Grand Canyon, Again?!

January 30, 2018

Three and a half years ago we visited the Grand Canyon to complete a bucket-list item, a rim-to-rim hike. While we didn't think we'd be back soon, we found ourselves back at the canyon in May (read about it here). Now that we're in Tucson for the winter, we are only a few hours' drive [Jane's note: Six long hours--even longer when your legs are stiff] away from the canyon, and we decided that if the opportunity arose, we'd do the hike down to Phantom Ranch (at the bottom of the canyon) again, this time in the winter. We had only been down the South Kaibab trail a bit past Cedar Ridge, maybe two miles or so from the rim, and we've heard that it's a spectacular trail as it plunges down to the Colorado River. So we've been periodically calling to see if there are openings for an overnight at Phantom Ranch.


We discovered that there were a number of cancellations, possibly as a result of the government shutdown, and so we grabbed a night in the dorms and headed up to the Grand Canyon. Here we are at the South Kaibab trailhead. It's about 30 degrees or colder, and there's a bit of a wind [Jane's note: A lot of wind], which is why we look cold.


There's a bit of snow and ice on the upper parts of the trail, but only for the first half mile or so, and even then, the ice was covered with a fair bit of trail dirt. So we didn't even break out the over-shoe grippers that we had along. [Jane's note: Because if we returned them unused, we could get our money back.]


Hat, gloves, and a goose-down sweater were the order of the day, at least at the start.
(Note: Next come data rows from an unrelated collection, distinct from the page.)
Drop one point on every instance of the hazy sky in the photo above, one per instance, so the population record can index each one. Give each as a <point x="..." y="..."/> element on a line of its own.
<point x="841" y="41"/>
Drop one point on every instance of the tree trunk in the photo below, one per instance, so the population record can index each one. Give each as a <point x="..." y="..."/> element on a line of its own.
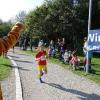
<point x="1" y="98"/>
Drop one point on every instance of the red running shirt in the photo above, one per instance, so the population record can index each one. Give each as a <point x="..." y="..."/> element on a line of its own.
<point x="41" y="55"/>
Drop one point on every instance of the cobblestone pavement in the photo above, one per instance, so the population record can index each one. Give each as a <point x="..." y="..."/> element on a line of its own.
<point x="60" y="84"/>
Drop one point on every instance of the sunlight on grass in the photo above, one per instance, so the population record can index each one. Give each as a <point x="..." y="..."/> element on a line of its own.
<point x="5" y="68"/>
Soon enough we were down into the sunshine, out of the wind, and into much warmer temperatures.

The South Kaibab trail is very different from the Bright Angel trail. While the Bright Angel follows side canyons down to the Colorado River, the Kaibab follows a ridge line that is almost all in the sun. (Read the history of the South Kaibab trail here). This gives the Kaibab trail some very spectacular views, and as it is almost all in the sun, it is better done in winter than in summer. 

Here are some of the views along the route.

Along the ridge line

The trail hugs the side of the ridge.

Skeleton Point

This mule train was carrying gravel for trail maintenance.
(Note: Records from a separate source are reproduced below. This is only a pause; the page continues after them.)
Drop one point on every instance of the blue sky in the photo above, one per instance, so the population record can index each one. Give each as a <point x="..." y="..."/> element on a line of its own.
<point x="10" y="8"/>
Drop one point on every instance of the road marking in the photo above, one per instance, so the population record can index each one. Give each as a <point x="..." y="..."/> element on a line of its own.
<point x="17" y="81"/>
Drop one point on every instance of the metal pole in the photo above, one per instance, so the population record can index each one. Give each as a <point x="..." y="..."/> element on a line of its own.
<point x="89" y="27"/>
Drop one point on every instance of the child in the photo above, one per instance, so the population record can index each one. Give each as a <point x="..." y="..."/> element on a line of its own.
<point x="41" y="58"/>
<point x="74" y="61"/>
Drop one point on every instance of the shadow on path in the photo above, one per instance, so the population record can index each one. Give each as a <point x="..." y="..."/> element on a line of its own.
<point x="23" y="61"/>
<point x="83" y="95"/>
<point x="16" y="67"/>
Trail to nowhere? This is one spot where the trail goes from one side of the ridge line to the other, and appears to fall off into space.

Here's a view looking down at the Colorado River, with a couple hikers taking a break at an outcropping of rock along the trail. The trail continues down and to the right, and eventually goes along the brown mesa you see on the right side of the picture.

Here we are walking right along the edge of the inner gorge.


Here's one spot where we are looking just about straight down at the river, with the silver bridge visible.  It's hundreds of feet below us still.


Another view looking down at the river, with a section of the trail visible.


 Yes! We made it!


The reward for all this hard work.


If you consider doing this hike, and we highly recommend it, here are a few tips.

  1.  Phantom Ranch books up 13 months in advance, and it is almost always sold out. But sometimes people can't make it and cancel. They can cancel as late as 2 days before their planned trip and still get all their money back, so while you can find availability due to cancellations, it's usually only a few days in advance. So you have to be ready to go on short notice.
  2.  In the past you could only book Phantom Ranch by phone, but now you can do it online, and you can get the availability online. including meals. Here's the link: https://secure.grandcanyonlodges.com/phantom-ranch-lottery/availability
  3.  We'd recommend going down the South Kaibab trail and up the Bright Angel. You do more vertical on the Kaibab, so going down is preferable, plus you get great views in front of you, not over your shoulder.
  4.  If you prefer to backpack and camp, the campground at Bright Angel (near Phantom Ranch) does not generally fill up in January and February. We saw mostly empty campsites, with only a half dozen or so taken. Stop by the backcountry office for a permit. 
  5.  Phantom Ranch has dorms and cabins. We opted for dorms as it's a bit cheaper, and we are glad we did. The dorms have their own shower, while the cabins have only a sink and cold water. You need to go to a different building for a shower. Plus you get the camaraderie of other hikers in the dorm. [Jane's note: Think girltalk and sleepover. :) ]
  6.  In the winter, you may need grippers that go over your boots so you don't slip on ice on the trail. In the past you could rent these from the General Store, but now they no longer rent them. We purchased ours, but did not use them and kept them clean, so we were able to return them for a full refund.
  7.  Unlike in the summer, when you need to start hiking at 5 am and finish by 11 am to avoid the heat, in the winter you can enjoy the entire day on the trail. So get the late breakfast (7 am) at Phantom Ranch, and not the early breakfast (5:30 am).


That's all the tips for now.  Happy hiking!